When all is said and done, when you’ve set your ideas to paper, you have to sit down and ask yourself a very specific question:

How could this feature be exploited to harm someone?

Now, replace the word “could” with the word “will.”

How will this feature be exploited to harm someone?

You have to ask that question. You have to be unflinching about the answers, too.

Because if you don’t, someone else will.


When I began working on this post, the portion above was what I had in mind to say. In essence, I planned a longer-form version of what I’d tweeted about the Tay fiasco:

However, before I had finished writing the post, Greger Wikstrand posted “The fail fast fallacy”. Greger and I have been carrying on a conversation about innovation over the last few months. While I had initially intended to approach this as a general issue of architectural practice rather than innovation, the points he makes are just too apropos to leave out.

In the post, Greger points out that the focus seems to have shifted from learning to failure. Learning from experience can be the best way to test an idea. However, it’s not the only way:

Evolution and nature has shown us that there are two, equally valid, approaches to winning the gene game. The first approach is to get as much offspring as possible and “hope” many of them survive (r-selection). The second approach is to have few offspring but raise them and nurture them carefully (K-selection). Biologists tell us that the first strategy works best in a harsh, unpredictable environment where the effort of creating offspring is low. The second strategy works better in an environment where there is less change and offspring are more expensive to produce. Some of the factors that favour r-selection seems to be large uncompeted resources. K-selection is more favourable in resource scarce, low predator areas.
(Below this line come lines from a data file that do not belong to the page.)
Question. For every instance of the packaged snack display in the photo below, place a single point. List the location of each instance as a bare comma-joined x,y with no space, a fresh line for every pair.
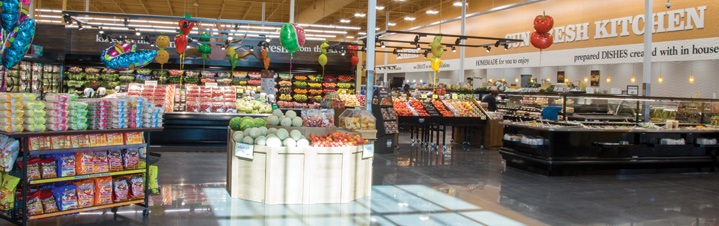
103,190
48,168
85,193
65,196
85,163
7,191
131,159
137,187
65,165
48,202
120,189
100,162
34,204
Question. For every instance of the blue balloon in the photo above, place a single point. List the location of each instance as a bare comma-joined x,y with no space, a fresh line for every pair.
18,42
10,14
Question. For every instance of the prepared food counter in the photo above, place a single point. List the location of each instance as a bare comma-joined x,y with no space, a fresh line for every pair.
562,148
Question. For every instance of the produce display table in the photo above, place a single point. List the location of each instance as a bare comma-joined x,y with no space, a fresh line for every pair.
299,175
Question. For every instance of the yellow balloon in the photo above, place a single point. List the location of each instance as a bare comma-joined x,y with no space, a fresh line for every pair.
322,59
162,41
162,56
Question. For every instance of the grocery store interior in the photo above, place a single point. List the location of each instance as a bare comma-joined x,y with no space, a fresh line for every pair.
346,112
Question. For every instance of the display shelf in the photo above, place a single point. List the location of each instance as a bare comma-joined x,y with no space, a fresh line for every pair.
36,217
87,176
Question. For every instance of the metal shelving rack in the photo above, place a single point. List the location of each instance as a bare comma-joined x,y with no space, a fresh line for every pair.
18,215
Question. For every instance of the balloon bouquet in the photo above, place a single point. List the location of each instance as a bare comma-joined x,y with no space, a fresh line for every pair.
292,38
18,31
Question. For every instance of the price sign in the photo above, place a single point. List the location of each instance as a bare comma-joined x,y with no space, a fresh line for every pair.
151,82
244,151
368,151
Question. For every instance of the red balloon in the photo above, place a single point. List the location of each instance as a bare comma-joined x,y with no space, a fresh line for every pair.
186,26
541,40
180,43
354,60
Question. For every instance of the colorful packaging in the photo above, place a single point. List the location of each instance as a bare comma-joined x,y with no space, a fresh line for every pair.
48,168
65,196
120,189
65,165
103,190
7,191
131,159
137,187
84,163
48,202
85,193
34,204
100,162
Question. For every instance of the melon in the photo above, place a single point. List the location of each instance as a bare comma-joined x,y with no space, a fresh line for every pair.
303,143
295,134
248,140
261,140
291,114
277,112
282,134
297,122
235,123
273,142
237,136
255,132
286,122
290,143
273,120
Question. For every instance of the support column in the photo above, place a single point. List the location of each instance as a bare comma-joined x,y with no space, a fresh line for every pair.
371,23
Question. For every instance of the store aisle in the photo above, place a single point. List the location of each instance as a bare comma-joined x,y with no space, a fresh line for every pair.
470,188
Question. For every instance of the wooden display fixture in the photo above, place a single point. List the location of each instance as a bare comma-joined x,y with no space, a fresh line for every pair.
299,175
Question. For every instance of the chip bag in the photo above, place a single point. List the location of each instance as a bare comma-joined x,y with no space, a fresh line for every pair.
85,193
103,190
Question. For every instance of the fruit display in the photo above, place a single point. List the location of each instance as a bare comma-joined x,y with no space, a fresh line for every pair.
442,109
336,139
357,119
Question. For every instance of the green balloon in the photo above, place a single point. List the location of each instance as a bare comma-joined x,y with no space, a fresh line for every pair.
205,37
288,38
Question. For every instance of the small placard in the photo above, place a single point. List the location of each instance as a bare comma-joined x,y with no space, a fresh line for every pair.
368,151
150,82
244,151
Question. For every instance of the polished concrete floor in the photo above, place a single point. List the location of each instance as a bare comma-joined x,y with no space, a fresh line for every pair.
416,187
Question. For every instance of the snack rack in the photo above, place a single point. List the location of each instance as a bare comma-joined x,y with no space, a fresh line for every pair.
18,215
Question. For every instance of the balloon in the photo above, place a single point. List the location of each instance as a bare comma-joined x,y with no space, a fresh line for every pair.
162,56
18,42
354,60
323,47
10,13
162,41
204,37
185,25
434,63
436,45
180,43
323,60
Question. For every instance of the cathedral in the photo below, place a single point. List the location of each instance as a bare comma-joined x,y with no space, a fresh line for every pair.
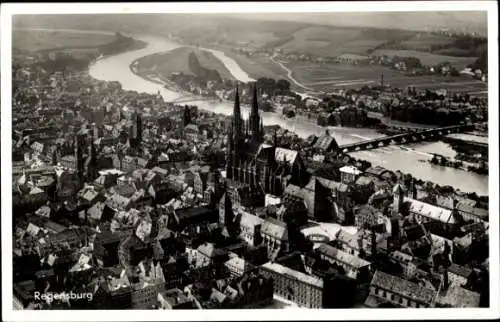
253,163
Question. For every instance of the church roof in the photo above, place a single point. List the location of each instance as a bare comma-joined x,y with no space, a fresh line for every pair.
282,155
398,189
430,211
275,229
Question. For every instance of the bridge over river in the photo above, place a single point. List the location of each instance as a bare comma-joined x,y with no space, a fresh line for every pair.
190,98
409,137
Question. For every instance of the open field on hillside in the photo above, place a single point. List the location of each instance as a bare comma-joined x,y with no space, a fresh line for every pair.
428,59
331,41
331,77
35,40
424,41
176,61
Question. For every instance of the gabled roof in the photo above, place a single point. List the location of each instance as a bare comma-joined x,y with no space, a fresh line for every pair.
341,256
430,211
458,297
275,229
402,287
293,274
282,155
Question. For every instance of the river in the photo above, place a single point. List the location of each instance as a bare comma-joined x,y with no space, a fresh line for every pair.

The phrase “…where the effort of creating offspring is low” is critical here. The higher the “cost” of the experiment, the more risk is involved in failure. This makes it advisable to tilt the playing field by supporting and nurturing the “offspring”.

In response to Greger’s post, Casimir Artmann posted two excellent articles that further elaborated on this. In “Fail Fast During Adventures”, he noted that “There is a fine line between fail fast and Darwin Awards in IRL.” His point, preparation beforehand and being willing to abort during an experiment before failure is equivalent to suffering a fatality can be effective learning strategies. Lessons that you don’t live to apply aren’t worth much.

Casimir followed with “Fail is not an Option”, in which he stated:

I want the project to succeed, but I plan for things going wrong so that the consequences wouldn’t be to huge. Some risk are manageable, as walking alone, but not alone and off-trail. That’s to risky. If you doing outdoor adventures, you are probably more prepared and skilled than a ordinarie project member, and thats a huge benefit.

I guess the best advice, when doing completely new things with IT, is to start really small so that the majority of your business is not impacted if there is a failure. When something goes wrong, be sure that you could go back to safe place. Point of no return is like being on a sailing boot in the middle of the Atlantic where you can’t go back.

That’s excellent advice. “Fail Fast” has the advantage of being able to fit on a bumper sticker, but the longer, more nuanced version is more likely to serve you well.